Nur einer in Florenz, der, so niedrig er neben Michelangelo als Kraft steht, so hoch im Vergleiche zu den anderen durch die Originalität erscheint, mit der er arbeitete und sich sein Schicksal selber bereitete: Benvenuto Cellini, hat damals dort Werke hervorgebracht, die nach denen Michelangelos eigenes Dasein besitzen. Sein Perseus unter der Loggia dei Lanci, schräg gegenüber dem David am Tore des Palastes, ist die einzige Statue jener Zeit vielleicht, die frei vom Einflusse Michelangelos geschaffen wurde. Cellini ist eine kraftvoll unabhängige Natur gewesen und sein Perseus eine prachtvolle Arbeit. Man braucht nur den Stil, in dem er sein Leben geschrieben hat, mit der Schreibart Vasaris zu vergleichen, um zu fühlen, wie weit er diesen überragte. Michelangelo hielt große Stücke auf ihn. Er sah in Rom die Büste, die Cellini von Bindo Altoviti gemacht, und schrieb ihm einen ehrenvoll anerkennenden Brief darüber. Sie steht heute noch in dem der Familie gehörigen Palaste, wurde mir aber nicht gezeigt; die Büste des Herzogs jedoch, die in Bargello steht, läßt erkennen, wie Cellini dergleichen arbeitete. Streng an die Natur sich haltend im einzelnen, scharf sie wiedergebend und dennoch den Gesamteindruck über die Details stellend, hat er ein Meisterstück in ihr geliefert. Er war tätig in allen Künsten, die Malerei ausgenommen.

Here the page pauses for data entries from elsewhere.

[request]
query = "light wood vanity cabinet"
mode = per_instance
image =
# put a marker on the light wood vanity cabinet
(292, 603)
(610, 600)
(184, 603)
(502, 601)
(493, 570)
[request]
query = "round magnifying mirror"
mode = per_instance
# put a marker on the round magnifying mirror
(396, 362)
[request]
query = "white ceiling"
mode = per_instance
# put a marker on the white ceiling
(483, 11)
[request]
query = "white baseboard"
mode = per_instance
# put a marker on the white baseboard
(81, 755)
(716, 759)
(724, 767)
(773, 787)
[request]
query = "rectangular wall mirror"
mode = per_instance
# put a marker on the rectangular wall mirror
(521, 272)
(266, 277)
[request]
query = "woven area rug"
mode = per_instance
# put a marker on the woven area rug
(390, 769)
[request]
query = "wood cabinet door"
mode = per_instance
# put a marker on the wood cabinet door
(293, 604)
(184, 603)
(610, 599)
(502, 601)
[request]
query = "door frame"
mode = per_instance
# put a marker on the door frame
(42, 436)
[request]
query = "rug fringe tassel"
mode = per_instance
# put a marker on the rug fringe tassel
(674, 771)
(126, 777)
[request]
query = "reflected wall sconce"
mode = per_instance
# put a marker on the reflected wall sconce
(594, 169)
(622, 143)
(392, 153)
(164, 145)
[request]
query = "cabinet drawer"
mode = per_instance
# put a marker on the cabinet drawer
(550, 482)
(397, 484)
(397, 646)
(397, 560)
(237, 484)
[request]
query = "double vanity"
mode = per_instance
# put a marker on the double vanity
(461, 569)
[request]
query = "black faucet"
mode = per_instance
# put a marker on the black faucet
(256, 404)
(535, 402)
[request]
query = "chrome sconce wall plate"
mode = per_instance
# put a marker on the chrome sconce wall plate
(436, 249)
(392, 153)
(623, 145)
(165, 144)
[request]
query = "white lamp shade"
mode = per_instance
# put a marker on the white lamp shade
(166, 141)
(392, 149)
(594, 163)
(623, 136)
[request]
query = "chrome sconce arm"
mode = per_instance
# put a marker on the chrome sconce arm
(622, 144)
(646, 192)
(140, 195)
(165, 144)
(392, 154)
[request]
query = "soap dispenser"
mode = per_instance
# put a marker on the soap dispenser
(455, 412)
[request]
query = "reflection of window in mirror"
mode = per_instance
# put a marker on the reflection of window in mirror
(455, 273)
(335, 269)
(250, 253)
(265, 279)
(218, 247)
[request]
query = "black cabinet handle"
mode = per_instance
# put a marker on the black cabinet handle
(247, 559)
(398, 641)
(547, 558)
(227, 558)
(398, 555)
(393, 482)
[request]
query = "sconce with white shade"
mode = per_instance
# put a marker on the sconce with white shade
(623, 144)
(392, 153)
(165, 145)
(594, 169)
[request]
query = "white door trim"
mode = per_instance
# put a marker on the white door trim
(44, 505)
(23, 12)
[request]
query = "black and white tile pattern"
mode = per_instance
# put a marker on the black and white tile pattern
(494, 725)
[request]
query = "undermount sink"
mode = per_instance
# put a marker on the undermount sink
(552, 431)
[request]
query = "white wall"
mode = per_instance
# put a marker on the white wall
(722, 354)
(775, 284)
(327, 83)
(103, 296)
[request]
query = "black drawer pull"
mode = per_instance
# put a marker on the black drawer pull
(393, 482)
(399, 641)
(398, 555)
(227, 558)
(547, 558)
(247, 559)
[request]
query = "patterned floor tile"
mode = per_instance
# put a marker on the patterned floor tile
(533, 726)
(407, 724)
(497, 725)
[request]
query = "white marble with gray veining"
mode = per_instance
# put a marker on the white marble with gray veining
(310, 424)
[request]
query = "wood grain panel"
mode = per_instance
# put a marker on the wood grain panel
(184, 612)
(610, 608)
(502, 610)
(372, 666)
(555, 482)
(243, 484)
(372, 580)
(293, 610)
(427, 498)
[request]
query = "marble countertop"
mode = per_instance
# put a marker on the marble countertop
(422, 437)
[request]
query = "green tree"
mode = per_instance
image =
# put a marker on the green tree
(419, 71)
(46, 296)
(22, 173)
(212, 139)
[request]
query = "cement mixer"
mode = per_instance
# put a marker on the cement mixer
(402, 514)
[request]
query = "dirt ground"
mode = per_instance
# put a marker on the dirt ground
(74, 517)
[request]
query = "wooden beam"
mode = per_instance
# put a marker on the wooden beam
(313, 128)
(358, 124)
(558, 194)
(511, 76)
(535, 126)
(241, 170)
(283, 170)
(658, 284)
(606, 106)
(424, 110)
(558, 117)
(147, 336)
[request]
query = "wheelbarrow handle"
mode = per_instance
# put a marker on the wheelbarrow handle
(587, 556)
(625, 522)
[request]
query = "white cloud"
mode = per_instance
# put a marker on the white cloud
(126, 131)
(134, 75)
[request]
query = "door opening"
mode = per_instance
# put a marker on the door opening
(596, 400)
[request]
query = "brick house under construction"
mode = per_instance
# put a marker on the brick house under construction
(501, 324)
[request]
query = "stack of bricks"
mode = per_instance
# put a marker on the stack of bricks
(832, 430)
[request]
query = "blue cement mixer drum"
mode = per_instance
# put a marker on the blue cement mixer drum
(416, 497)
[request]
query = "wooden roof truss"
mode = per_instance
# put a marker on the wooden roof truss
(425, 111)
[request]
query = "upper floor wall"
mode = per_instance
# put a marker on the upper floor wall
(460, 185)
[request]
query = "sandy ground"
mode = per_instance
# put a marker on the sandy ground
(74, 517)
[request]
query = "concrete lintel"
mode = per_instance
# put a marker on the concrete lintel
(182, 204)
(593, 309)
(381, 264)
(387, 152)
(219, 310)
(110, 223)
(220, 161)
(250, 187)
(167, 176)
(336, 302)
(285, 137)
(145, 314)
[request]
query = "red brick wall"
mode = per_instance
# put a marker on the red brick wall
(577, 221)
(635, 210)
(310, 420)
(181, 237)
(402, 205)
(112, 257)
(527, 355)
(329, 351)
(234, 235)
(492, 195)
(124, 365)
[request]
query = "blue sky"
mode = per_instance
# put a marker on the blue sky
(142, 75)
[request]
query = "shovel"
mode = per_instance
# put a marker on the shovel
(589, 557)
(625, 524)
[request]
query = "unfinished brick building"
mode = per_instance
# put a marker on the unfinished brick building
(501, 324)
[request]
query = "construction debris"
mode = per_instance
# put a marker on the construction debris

Er schnitt die schönsten Stempel für Münzen, fertigte Schmuck, Panzer und Degenklingen und zugleich kolossale Statuen an, wenn sie begehrt wurden, und wußte, wenn die Zeiten auch das verlangten, als Architekt zu dienen. Im Kriege gegen Strozzi hatte ihm der Herzog eines der Tore von Florenz zuerteilt und war zufrieden mit seinen Leistungen als Kriegsbaumeister. Und dennoch, gerade wenn man einen solchen Mann mit Michelangelo vergleicht, tritt die Kluft zutage, die beide trennte. Cellini kräftig und genial darauf losarbeitend, aber ohne Plan, ohne Drang zu geistiger Höhe, ohne eine Ahnung des Einflusses, den Dante auf die Seele eines Künstlers ausüben kann, während Michelangelos Werke, um wieder die Worte der Vittoria Colonna zu brauchen, alle zusammen nur wie ein einziges dastehen.